I’ll be writing more about case studies in this aspect of architectural theory in future posts.
Within architectural history the edge between modernity and late-modernity is filled with images of the elderly, mostly elderly women. We see this most famously in the photographs of the Vanna Venturi house and Guild House, by Venturi Scott Brown and Associates.
Because the most staged and circulated images of these buildings include images of women, and because they are older, some historians have advanced these buildings as representing a new type of subject within architecture. For some, these buildings marked a shift towards a then new emphasis on “usability” or “livability”. In these images we saw expressions of previously unexpressed lives.
But the less discussed image operating here is the very alone-ness of the people in these famous images. If we consider the photographs of the Guild House (above and below), we see this with both older woman and men.
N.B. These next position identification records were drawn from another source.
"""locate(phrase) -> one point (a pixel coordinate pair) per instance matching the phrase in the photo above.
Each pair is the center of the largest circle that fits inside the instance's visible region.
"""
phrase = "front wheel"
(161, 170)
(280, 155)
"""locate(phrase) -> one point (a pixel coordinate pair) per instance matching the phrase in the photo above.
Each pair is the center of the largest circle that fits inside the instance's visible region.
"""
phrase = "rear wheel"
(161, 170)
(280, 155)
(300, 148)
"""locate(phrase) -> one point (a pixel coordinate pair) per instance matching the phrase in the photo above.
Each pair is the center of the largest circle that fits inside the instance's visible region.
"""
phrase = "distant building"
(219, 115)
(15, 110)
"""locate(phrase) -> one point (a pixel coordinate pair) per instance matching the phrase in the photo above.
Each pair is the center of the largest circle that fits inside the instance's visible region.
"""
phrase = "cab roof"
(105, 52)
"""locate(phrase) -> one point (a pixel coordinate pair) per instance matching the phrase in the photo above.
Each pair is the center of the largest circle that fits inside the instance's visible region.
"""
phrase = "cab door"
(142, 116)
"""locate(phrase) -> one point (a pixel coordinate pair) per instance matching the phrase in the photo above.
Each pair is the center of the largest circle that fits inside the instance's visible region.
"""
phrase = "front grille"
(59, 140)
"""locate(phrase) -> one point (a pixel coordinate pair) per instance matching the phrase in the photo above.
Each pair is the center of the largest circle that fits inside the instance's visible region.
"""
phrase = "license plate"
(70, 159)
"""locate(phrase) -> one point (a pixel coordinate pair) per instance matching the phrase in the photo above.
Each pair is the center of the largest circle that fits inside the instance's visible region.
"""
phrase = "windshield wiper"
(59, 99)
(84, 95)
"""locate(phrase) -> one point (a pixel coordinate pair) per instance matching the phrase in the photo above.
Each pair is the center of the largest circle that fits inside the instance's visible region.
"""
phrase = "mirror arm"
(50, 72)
In the exterior photograph sanctioned by Venturi Scott Brown, notice the man sitting by himself outside of the Guild House (to the right of the entrance).
In considering these iconic images of post-modernism it is as if this approach to architecture is a movement whose seeming gaiety is in actuality filled with a latent and unstated sadness; it is a movement full of older people who are alone – what we might somewhat insensitively (but in some instance, more accurately) call images of “widows.” It is not just that the people in images of post-modern architecture represent subjective shifts away from the subjects of the past – that great collective of laborers and bureaucrats that moves through an earlier architectural theory – it is as if the people in the photographs described above mourn those very conditions of a former subjectivity.
(An aside: Revisiting these photos of the Guild House today seems to beckon the architectural historian less to consider the problems of modernity’s edges and rather, to simply pay these people a sorely needed visit as an act of architectural historical kindness!)
But in considering this image of widow-hood at the margins of modernity, consider another image taken just a bit after the images of the Guild House that also emphasized subjective shifts, “usability” and general late-modern maneuvers. In the photography of his Overloop nursing home design in the Netherlands (above), the architect Hermann Hertzberger also develops an image of architecture filled with the elderly. Unlike Venturi, Herzberger’s elderly do not advance an architecture of the elderly as a pathway to some type of architectural levity, nor does Hertzberger image them alone. Here is that “collective spirit” articulated as one of the inspirations of an architecture in an industrial age — the “New Architecture.” In fact, notice the older woman at the center of the photograph who does not acknowledge the photographer; she is that older woman who sits alone in every other architectural book that depicts the shift from the modern to late-modern; but here she walks away (to some friends one hopes).
One might argue that Hertzberger found a way to link the percolating subjects at the edges of modernity (these are older people after all) to the project of modernity — linking the “production” of a society to these seemingly “unproductive” subjects. Thus, Hertzberger’s space escapes the mourning-image of modernity that moves through the images of then contemporaneous late-modern American work. But in avoiding this mourning image it also further avoids the real existing historical transformations that surround this insulated world. In the end, Venturi’s images of images of productive loss, is a form of projection. The mourning of a modern subjectivity found in that proto-post-modernism has become the dominant form of subjectivity.
[For more on the issue of the user in the modern/late-modern divide see the work of Adrian Forty; and for more on the imagery of Venturi’s work see the recent exhibition at CCA, Montreal by students at the Columbia GSAPP.]